Brandy mengambil handphonenya di meja. Dia berjalan tanpa menunggu aku. Aku melihat kekiri dan kanan, melihat celah untuk kabur. Tiba-tiba saja langkah Brandy terhenti. Dia berjalan ke arahku dan meraih tanganku. Aku berusaha melepaskan diri.
Dia meringis kesal.
Aku hanya takut ditembak dalam keadaan lapar. Jadi, aku membiarkan dia menggenggam tanganku.
Ketika ku rasakan telapak tangannya yang besar seakan membungkus tanganku yang mungil, ada yang salah denganku ! Jantung yang berdetak-detak ini bukan perasaan takut, aku mengenalnya, tapi aku tidak ingin mengakui itu.
Kami menuruni eskalator, dia menarik pinggangku hingga tubuhku membentur tubuhnya. Tanganku reflek berpegangan di pinggangnya. Dia bersandar di railing eskalator. Dia menelpon seseorang dengan panggilan Wine menggunakan bahasa Inggris yang fasih. Dia memerintahkan anak buahnya untuk siaga, mereka akan beroperasi malam ini.

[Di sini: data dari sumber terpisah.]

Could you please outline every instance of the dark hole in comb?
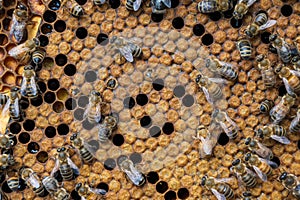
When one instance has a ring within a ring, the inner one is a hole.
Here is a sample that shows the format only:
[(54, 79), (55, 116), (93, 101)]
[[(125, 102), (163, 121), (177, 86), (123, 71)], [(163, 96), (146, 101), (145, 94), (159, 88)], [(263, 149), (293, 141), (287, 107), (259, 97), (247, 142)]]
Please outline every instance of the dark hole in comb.
[(31, 119), (26, 119), (23, 123), (23, 128), (26, 131), (32, 131), (34, 129), (34, 127), (35, 127), (35, 123)]
[(2, 8), (0, 10), (0, 19), (2, 19), (5, 16), (5, 10)]
[(18, 122), (13, 122), (9, 125), (9, 130), (12, 134), (18, 134), (21, 131), (21, 125)]
[(55, 23), (54, 23), (54, 29), (61, 33), (61, 32), (64, 32), (67, 28), (67, 25), (66, 25), (66, 22), (62, 21), (62, 20), (57, 20)]
[(16, 0), (6, 0), (6, 1), (3, 1), (3, 6), (9, 7), (9, 6), (15, 5), (15, 3), (16, 3)]
[(173, 93), (176, 97), (180, 98), (185, 94), (185, 89), (182, 85), (178, 85), (174, 88)]
[(195, 102), (194, 97), (190, 94), (185, 95), (182, 99), (182, 103), (186, 107), (191, 107), (194, 104), (194, 102)]
[(233, 28), (240, 28), (243, 25), (243, 19), (235, 19), (234, 17), (230, 20), (230, 25)]
[(45, 35), (40, 35), (40, 36), (39, 36), (39, 40), (40, 40), (40, 45), (41, 45), (42, 47), (45, 47), (45, 46), (47, 46), (47, 45), (49, 44), (49, 39), (48, 39), (48, 37), (45, 36)]
[(61, 176), (59, 170), (57, 170), (56, 172), (54, 172), (53, 177), (54, 177), (58, 182), (62, 182), (62, 181), (63, 181), (63, 177)]
[(273, 47), (273, 45), (272, 45), (272, 44), (269, 44), (269, 51), (271, 51), (272, 53), (275, 53), (275, 54), (277, 54), (277, 50), (276, 50), (276, 48), (275, 48), (275, 47)]
[(77, 2), (79, 5), (84, 5), (84, 4), (86, 4), (87, 0), (76, 0), (76, 2)]
[(54, 112), (61, 113), (64, 110), (64, 104), (60, 101), (56, 101), (52, 106)]
[(56, 97), (55, 97), (55, 94), (54, 92), (46, 92), (45, 95), (44, 95), (44, 100), (46, 103), (48, 104), (51, 104), (55, 101)]
[(269, 33), (269, 32), (263, 32), (260, 35), (261, 41), (265, 44), (269, 44), (270, 43), (270, 40), (269, 40), (270, 35), (271, 35), (271, 33)]
[(67, 76), (73, 76), (76, 73), (76, 67), (73, 64), (68, 64), (64, 68), (64, 73)]
[(288, 17), (293, 14), (293, 7), (290, 5), (284, 5), (281, 7), (280, 11), (283, 16)]
[(47, 90), (47, 86), (43, 81), (37, 82), (39, 89), (42, 93), (44, 93)]
[(59, 88), (60, 84), (57, 79), (49, 79), (48, 80), (48, 88), (49, 90), (56, 91)]
[(171, 8), (176, 8), (179, 5), (179, 0), (171, 0)]
[(219, 19), (221, 19), (221, 17), (222, 17), (222, 14), (220, 12), (213, 12), (213, 13), (209, 14), (209, 18), (212, 21), (219, 21)]
[(53, 138), (56, 135), (56, 129), (53, 126), (47, 126), (45, 135), (47, 138)]
[(6, 30), (6, 31), (9, 30), (10, 21), (11, 21), (11, 19), (9, 19), (9, 18), (3, 19), (2, 25), (3, 25), (4, 30)]
[(90, 140), (88, 144), (91, 145), (95, 149), (99, 149), (99, 142), (97, 140)]
[(100, 44), (101, 46), (107, 45), (109, 42), (108, 36), (104, 33), (100, 33), (97, 36), (97, 43)]
[(113, 170), (116, 166), (116, 161), (112, 158), (108, 158), (104, 161), (104, 168), (107, 170)]
[(278, 167), (280, 166), (280, 159), (279, 159), (278, 157), (274, 156), (274, 157), (271, 159), (271, 161), (273, 161), (274, 163), (277, 164), (277, 167), (271, 165), (271, 167), (272, 167), (273, 169), (276, 169), (276, 168), (278, 168)]
[(112, 9), (117, 9), (121, 5), (120, 0), (109, 0), (108, 2)]
[(68, 110), (74, 110), (77, 107), (76, 100), (73, 98), (69, 98), (65, 102), (65, 106)]
[(97, 188), (98, 188), (98, 189), (105, 190), (106, 192), (108, 192), (108, 189), (109, 189), (108, 185), (107, 185), (106, 183), (103, 183), (103, 182), (99, 183), (99, 184), (97, 185)]
[(81, 121), (81, 120), (83, 120), (83, 114), (84, 114), (84, 110), (81, 108), (78, 108), (74, 112), (74, 118), (78, 121)]
[(233, 11), (234, 11), (234, 6), (231, 10), (227, 10), (225, 12), (223, 12), (223, 16), (227, 19), (231, 18), (233, 16)]
[(26, 189), (26, 187), (27, 187), (27, 185), (26, 185), (26, 182), (23, 180), (23, 179), (19, 179), (19, 187), (18, 187), (18, 190), (19, 191), (23, 191), (23, 190), (25, 190)]
[(96, 72), (95, 71), (87, 71), (86, 73), (85, 73), (85, 80), (87, 81), (87, 82), (94, 82), (95, 80), (97, 79), (97, 74), (96, 74)]
[(279, 96), (284, 96), (287, 91), (286, 91), (286, 88), (284, 85), (281, 85), (279, 88), (278, 88), (278, 91), (279, 91)]
[(51, 24), (48, 24), (48, 23), (44, 23), (42, 26), (41, 26), (41, 31), (43, 34), (49, 34), (51, 33), (53, 30), (53, 27)]
[(60, 1), (59, 0), (52, 0), (49, 4), (48, 4), (48, 7), (51, 9), (51, 10), (58, 10), (60, 8)]
[(175, 200), (176, 199), (176, 192), (169, 190), (165, 195), (164, 195), (165, 200)]
[(0, 173), (0, 184), (3, 183), (3, 181), (5, 181), (5, 173)]
[(144, 106), (148, 103), (148, 97), (145, 94), (138, 94), (136, 96), (136, 103), (140, 106)]
[(149, 172), (146, 176), (147, 180), (151, 184), (155, 184), (159, 180), (157, 172)]
[(89, 98), (87, 96), (80, 96), (78, 99), (78, 106), (84, 108), (89, 103)]
[[(12, 146), (16, 146), (16, 144), (18, 143), (17, 137), (16, 137), (16, 136), (13, 136), (13, 137), (11, 137), (10, 139), (13, 141)], [(12, 151), (12, 149), (11, 149), (11, 151)], [(11, 154), (13, 154), (13, 152), (11, 152)]]
[(72, 190), (71, 197), (73, 200), (81, 200), (81, 196), (79, 196), (78, 192), (76, 192), (75, 190)]
[(165, 193), (168, 189), (169, 189), (168, 183), (166, 183), (165, 181), (159, 181), (156, 184), (156, 191), (161, 194)]
[(43, 19), (48, 22), (48, 23), (52, 23), (56, 20), (56, 13), (51, 11), (51, 10), (46, 10), (44, 13), (44, 17)]
[(132, 97), (126, 97), (124, 100), (123, 100), (123, 105), (125, 108), (133, 108), (135, 106), (135, 101), (134, 101), (134, 98)]
[(21, 108), (22, 108), (23, 110), (27, 109), (28, 106), (29, 106), (29, 101), (28, 101), (28, 99), (25, 98), (25, 97), (22, 97), (21, 100), (19, 101), (19, 103), (20, 103), (20, 106), (21, 106)]
[(149, 130), (151, 137), (158, 137), (161, 134), (161, 130), (158, 126), (152, 126)]
[(82, 127), (86, 130), (91, 130), (92, 128), (94, 128), (94, 124), (91, 124), (89, 120), (86, 119), (82, 122)]
[(115, 134), (112, 140), (113, 144), (116, 146), (121, 146), (124, 143), (124, 137), (121, 134)]
[(176, 17), (172, 20), (172, 25), (176, 29), (181, 29), (184, 26), (184, 20), (182, 17)]
[(180, 188), (177, 192), (179, 199), (187, 199), (190, 196), (189, 190), (186, 188)]
[(144, 116), (140, 119), (140, 124), (144, 128), (149, 128), (152, 124), (152, 120), (149, 116)]
[(229, 137), (227, 136), (227, 134), (224, 133), (224, 132), (221, 133), (221, 134), (220, 134), (220, 137), (219, 137), (219, 139), (218, 139), (218, 144), (224, 146), (224, 145), (226, 145), (228, 142), (229, 142)]
[(12, 193), (12, 190), (7, 185), (7, 181), (2, 184), (2, 191), (5, 193)]
[(196, 35), (196, 36), (201, 36), (203, 35), (205, 32), (205, 28), (202, 24), (196, 24), (194, 27), (193, 27), (193, 33)]
[(38, 106), (42, 105), (43, 97), (41, 95), (38, 95), (37, 97), (30, 99), (30, 103), (31, 103), (31, 105), (38, 107)]
[(152, 87), (156, 91), (160, 91), (164, 88), (164, 80), (163, 79), (155, 79), (152, 83)]
[(40, 151), (37, 155), (36, 155), (36, 159), (40, 162), (40, 163), (45, 163), (48, 160), (48, 153), (46, 151)]
[(28, 150), (29, 153), (36, 154), (37, 152), (39, 152), (40, 146), (36, 142), (30, 142), (27, 145), (27, 150)]
[(58, 66), (64, 66), (65, 64), (67, 64), (68, 62), (68, 58), (66, 55), (64, 54), (58, 54), (56, 57), (55, 57), (55, 63), (58, 65)]
[(162, 130), (165, 134), (170, 135), (174, 132), (174, 125), (171, 122), (166, 122)]
[(78, 37), (79, 39), (84, 39), (87, 36), (88, 32), (84, 27), (79, 27), (76, 30), (76, 37)]
[(297, 146), (298, 146), (298, 149), (300, 149), (300, 140), (298, 140), (298, 145)]
[(140, 162), (142, 162), (142, 156), (139, 153), (132, 153), (129, 156), (129, 159), (134, 163), (134, 164), (138, 164)]
[(161, 22), (164, 18), (163, 14), (151, 13), (151, 19), (154, 22)]
[(59, 135), (67, 135), (70, 129), (67, 124), (60, 124), (57, 126), (57, 132)]
[(201, 38), (201, 41), (204, 45), (209, 46), (214, 42), (214, 38), (211, 34), (207, 33), (207, 34), (203, 35), (203, 37)]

Dia tertlalu cerdas untuk jadi pengaangguran. Bukankah di titik itu dulu aku harusnya curiga. Seandainya aku lebih dulu menyadarinya aku mungkin tidak akan berada di dubai hari ini.
Dia mematikan sambungan telpon, eskalator itu cukup panjang "Lepaskan aku" bisikku pelan
Dia justru mendekatkan wajanya, mengangkat daguku "Cium aku yang panas kalau mau !" Aku menyentakkan kepalaku agar tangannya lepas dari wajahku. Tapi dia justru mencium pipiku.
"Kau cantik"
"Kau iblis"
Dia melepaskan pinggangku dan kembali menggandengku ketika kami sudah sampai lantai dasar. Kupikir kami akan pergi makan di tempat yang jauh. Mungkin ke Paris. Ternyata restaurant yang kami tuju ada di gedung yang sama.
Aku berdecak kagum karena restaurant itu berada di bawah air. Aku mendongak heran melihat ikan yang melayang-layang di atasku. Ada beberapa orang yang tengah menikmati makan siang di restaurant itu. Tempatnya memang tidak ramai, sehingga terasa ala-ala fine Dining.
Kursi untukku sudah di tarik mundur. Brandy menungguku duduk. Tidak boleh, seharusnya dia tidak boleh manis. Itu dilarang keras. Mengingat hatiku ini lemah sekali.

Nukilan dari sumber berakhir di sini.